A number of year ago whilst teaching a youth class at church about Moses and the Israelite people spending 40 years in the wilderness and how the Lord made sure that at least they didn’t starve. When one bright-spark, you always get one in every class, announced that they would have shopped at their local Mosasda. After a little prompting and explanation from the young man none of us could stop laughing. Of course he was talking about Moses and the supermarket chain stores Asda/Walmart and created a whole new company Mosasda.
Although a little lightheartedness is acceptable while teaching the youth and the joke was funny there were was no such thing at the time that Moses wandered in the desert for 40 years. However that is not the case today. Today we have a deluge of supermarkets. In fact it is as if there is one on almost every corner of the city and when they are too big to fit on a corner they are built in wide open spaces, with large car parks for all the customers.
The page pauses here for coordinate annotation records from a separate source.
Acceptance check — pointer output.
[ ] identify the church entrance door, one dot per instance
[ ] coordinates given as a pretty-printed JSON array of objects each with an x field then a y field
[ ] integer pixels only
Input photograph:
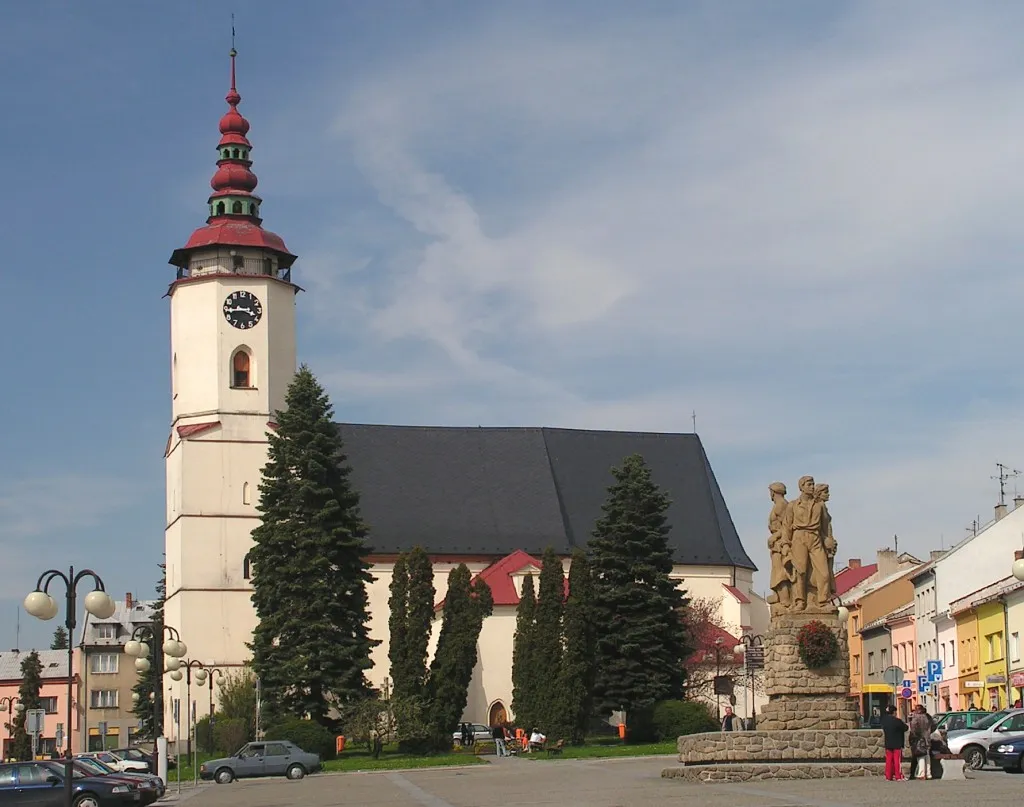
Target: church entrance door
[{"x": 499, "y": 717}]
In the small town i grew up in (about 70, 000 people) there is now 3 large supermarkets and 2 of them are next door to each other. What do they all sell? Mainly the same things as each other. I mean if you were crazy enough to run from from one supermarket to the next and was very strict on what you bought you might be able to save a few pence, maybe even pounds, however and most likely at the end of the day you would end up spending more. So the first point is; find a supermarket that you like and stick with it, don’t go from one supermarket to another hoping for a better bargain.
At the entrance to every supermarket that i have been in there is a always a produce section and just in case you do not know what produce is, it is fruit and vegetables. The opening display looks fresh and enticing and welcomes you in. This is the place to find the offers, however (and i seem to be doing that a lot today – however) these offers are often misleading and can sometimes cost you more that you anticipated in the beginning. If you are buying for a family of hungry children or young adults you will probable find that these offers disappear in no time at all once home, but if you are buying for the lone diner, as i do, or a cosy twosome they may work out to be a waste of money.
How to check;
Look at the quality – is it as good as you would expect it to be?
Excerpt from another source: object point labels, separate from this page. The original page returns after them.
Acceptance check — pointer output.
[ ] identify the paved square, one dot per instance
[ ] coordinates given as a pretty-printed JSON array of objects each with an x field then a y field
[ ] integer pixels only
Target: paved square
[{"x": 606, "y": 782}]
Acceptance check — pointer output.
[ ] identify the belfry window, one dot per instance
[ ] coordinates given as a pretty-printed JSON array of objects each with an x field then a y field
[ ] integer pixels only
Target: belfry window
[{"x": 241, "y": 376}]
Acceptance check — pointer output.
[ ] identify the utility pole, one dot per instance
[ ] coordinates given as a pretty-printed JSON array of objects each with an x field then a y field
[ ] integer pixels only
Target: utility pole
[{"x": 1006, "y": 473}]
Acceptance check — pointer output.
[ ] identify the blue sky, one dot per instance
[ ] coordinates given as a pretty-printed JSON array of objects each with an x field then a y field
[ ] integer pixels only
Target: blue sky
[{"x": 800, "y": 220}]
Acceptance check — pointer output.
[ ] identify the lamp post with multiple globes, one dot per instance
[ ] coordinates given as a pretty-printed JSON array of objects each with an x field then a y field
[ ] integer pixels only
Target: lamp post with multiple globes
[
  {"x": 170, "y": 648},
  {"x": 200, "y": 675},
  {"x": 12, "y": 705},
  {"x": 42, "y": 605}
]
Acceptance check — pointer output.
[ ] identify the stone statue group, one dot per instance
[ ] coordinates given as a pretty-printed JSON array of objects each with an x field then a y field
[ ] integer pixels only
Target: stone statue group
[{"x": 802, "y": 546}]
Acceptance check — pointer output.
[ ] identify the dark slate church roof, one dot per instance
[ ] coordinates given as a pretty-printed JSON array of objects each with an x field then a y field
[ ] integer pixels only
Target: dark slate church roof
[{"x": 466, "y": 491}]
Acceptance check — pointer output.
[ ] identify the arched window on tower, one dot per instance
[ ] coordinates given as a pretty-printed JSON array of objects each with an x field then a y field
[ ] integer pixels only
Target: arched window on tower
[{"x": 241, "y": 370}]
How much is the cost really?
Are you really going to eat 10 apples before the eat by date or before the produce goes off?
Often these product are nicely packed in plastic bags and sold at what appears to be a better price than buying them loose. However you will need to carry out a few experiments for yourself, but what i found for myself is that 5 small bananas in a pre-packed bag was at least £1, not much really, until you realise that similar weight and number of bananas cost me 52p about half the price. I have found the same with apples and pears and those small oranges we all love.
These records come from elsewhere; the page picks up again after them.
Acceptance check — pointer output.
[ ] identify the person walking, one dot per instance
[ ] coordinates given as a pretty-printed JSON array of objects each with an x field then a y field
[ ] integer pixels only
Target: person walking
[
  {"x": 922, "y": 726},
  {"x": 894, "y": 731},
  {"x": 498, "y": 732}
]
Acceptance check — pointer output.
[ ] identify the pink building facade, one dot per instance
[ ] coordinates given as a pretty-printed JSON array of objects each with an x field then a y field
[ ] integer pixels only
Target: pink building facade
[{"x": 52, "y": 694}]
One last point for today but i will be back to food and the fact that most of us are so confused we have no idea what to eat. More and more produce are being pre-packed in the supermarkets, but do you really want a plastic bag? Often i will pick up loose potatoes or carrots or apples or those mini oranges and then at the check out, after wrestling with with checkout assistant about not putting them in individual bags that they really don’t need, put them all in a cloth bag, which is more than sufficient. Remember you are the customer if you do not like what you see then don’t shop there. Learn to talk with your feet and walk with your money to somewhere else.
I would be interested to know if anyone does a price challenge and what the difference is, happy hunting or is that eating?